In zijn nieuwe boek The Writing on the Wall: China and the West in the 21st Century haalt Will Hutton dat Chinese ontwikkelingsmodel onderuit. Hij krijgt daarvoor applaus van Martin Wolf, chief economist van The Financial Times, die ook van mening is dat China – ondanks zijn onloochenbare successen in armoedebestrijding de voorbije 25 jaar – zijn tweeslachtige systeem van autoritair leninisme en halfslachtige kapitalisme niet kan volhouden.

Het ziet er niet naar uit dat Hu Jintao, die na het congres van de Chinese Communistische Partij (CCP) in november een tweede termijn als partijsecretaris ambieert, daartoe bereid is. “Hu Jintao regeert over een staat die vandaag beter gefinancierd wordt, beter georganiseerd is en meer gecentraliseerd dan in 1993,” schrijft Hutton. Onlangs nog riep de president de CCP op haar greep op de Chinese maatschappij niet te verzwakken.

Toen Hu Jintao in 2002 aan de macht kwam, waren de eerste signalen van sociale onrust op het achtergebleven platteland hoorbaar. Hu vroeg meteen aandacht om de gapende kloof tussen de rijke kustgebieden (gemiddeld jaarloon van 900 euro) en het arme binnenland (gemiddeld jaarloon van 173 euro) te dichten. Vijf jaar later is het aantal boerenopstootjes alleen maar groter. Onder Mao was iedereen arm, vandaag is de rijkdom geconcentreerd in enkele handen. Slechts 1 % van de gezinnen controleert 60 % van de welvaart, corruptie is wijdverspreid.

Hu Jintao is uit hetzelfde autoritaire hout gesneden als zijn voorgangers en looft de zusterpartijen van Cuba en Noord-Korea. Hutton wijst erop dat zowel de Oeso als de Wereldbank in recente rapporten over China “tegelijk de enorme vooruitgang prijzen en hun bezorgdheid uitdrukken over de lange weg die nog moet worden afgelegd naar een volwaardige vrije-markteconomie.” De Verenigde Staten dienden vorige week klacht in bij de Wereldhandelsorganisatie, omdat China nog altijd zijn uitvoer zou subsidiëren, Japan overweegt eenzelfde stap.
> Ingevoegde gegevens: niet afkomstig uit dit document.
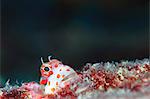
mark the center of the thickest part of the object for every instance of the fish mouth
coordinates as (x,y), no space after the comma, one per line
(43,80)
In China zelf steekt protectionisme stilaan de kop op: “Er gaan stemmen op om buitenlandse participaties in de economie te beperken, meer bepaald vanwege staatsbedrijven en Chinese privébedrijven die hun belangen afstemmen op die van de partij,” zegt Jan Borgonjon, voorzitter van InterChina Consulting in Peking. “Na 27 jaar opendeurpolitiek zit China op een overvloed aan kapitaal en heel wat binnenlandse ondernemingen vinden dat ze intussen voldoende management in huis hebben om te slagen zonder buitenlandse partners.”

Hu Jintao zit tussen twee stoel en. “De Chinese groei parasiteert op kennis en instituties die elders ontwikkeld werden,” aldus Martin Wolf. Wat oliemanna voor de groei van Rusland, Iran en Venezuela betekent, zijn de massale buitenlandse investeringen in China – meer dan de helft van de Chinese export komt op rekening van buitenlandse bedrijven. “Als dat systeem hapert, omdat het economisch of politiek begint te knarsen, is het waarschijnlijk dat nationalistische reflexen de bovenhand zullen halen. Dan kan het er wel eens gaan spannen op wereldvlak,” waarschuwt Hutton. Volgens hem moet China – om zijn systeem werkbaar te houden – dringend het communisme loslaten, en echte vrije instituties en botsende meningen toelaten.

Keetschopper?

JA: De onderwaardering van de yuan veroorzaakt onevenwichten in handelsstromen. Merk ook de niet-naleving van WTO-regels op. Interne sociale onrust en protectionisme nemen toe. Geostrategische ambities in Afrika ondermijnen IMF-voorschriften.

NEEN: De Chinese communistische partij zegt economische hervormingen door te zetten en de yuan geleidelijk op te waarderen. China stimuleert economische groei in Afrika en stelt zich pragmatisch op in de werelddiplomatie.